A resistência de pragas a inseticidas é um exemplo de evolução de espécies, demonstrando como podem sobreviver e mudar genética e fisiologicamente sob pressão dos químicos.

Como exemplo, a resistência do besouro pequeno dos cereais R. dominica ao inseticida piretróide deltamethrin (Lorini & Galley, 1999) e a resistência cruzada aos inseticidas pirimiphos-methyl, chlorpyrifos-methyl e permethrin apresentou associação de mecanismos de resistência metabólicos e redução da sensibilidade do sistema nervoso.

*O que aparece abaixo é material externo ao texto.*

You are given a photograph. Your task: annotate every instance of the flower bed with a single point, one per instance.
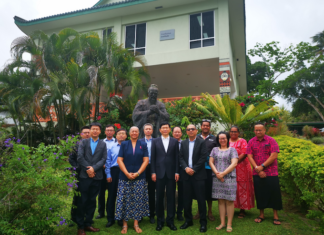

Devido a falhas de controle de deltamethrin, os diferentes insetos foram coletados, multiplicados em laboratório e submetidos ao teste de resistência, que inicialmente apresentou fator de resistência de 874 vezes. Após nove gerações de seleção em laboratório com esse inseticida, o fator de resistência aumentou para 9.036 vezes, entre os mais suscetíveis e os resistentes. Essa resistência é explicada parte pelo mecanismo metabólico, através do uso dos bloqueadores enzimáticos butóxido de piperonila e DEF, parte pela mudança no comportamento de raças resistentes e parte pela redução da sensibilidade do sistema nervoso do inseto, devido a provável mudança na permeabilidade da membrana do canal de sódio (Lorini & Galley, 1998).

Dessa forma, o manejo da resistência a inseticidas no ambiente de armazenagem de grãos é uma prática essencial, pois é muito difícil controlar determinada praga depois de ela tornar-se resistente ao produto químico. O manejo adequado pode reduzir o número de espécies resistentes ou, no mínimo, retardar o aparecimento do problema. Salienta-se que, por outro lado, a resistência de parasitóides de pragas de produtos armazenados (Lorini & Galley, 1997) poderá ser um componente complementar ao controle de pragas.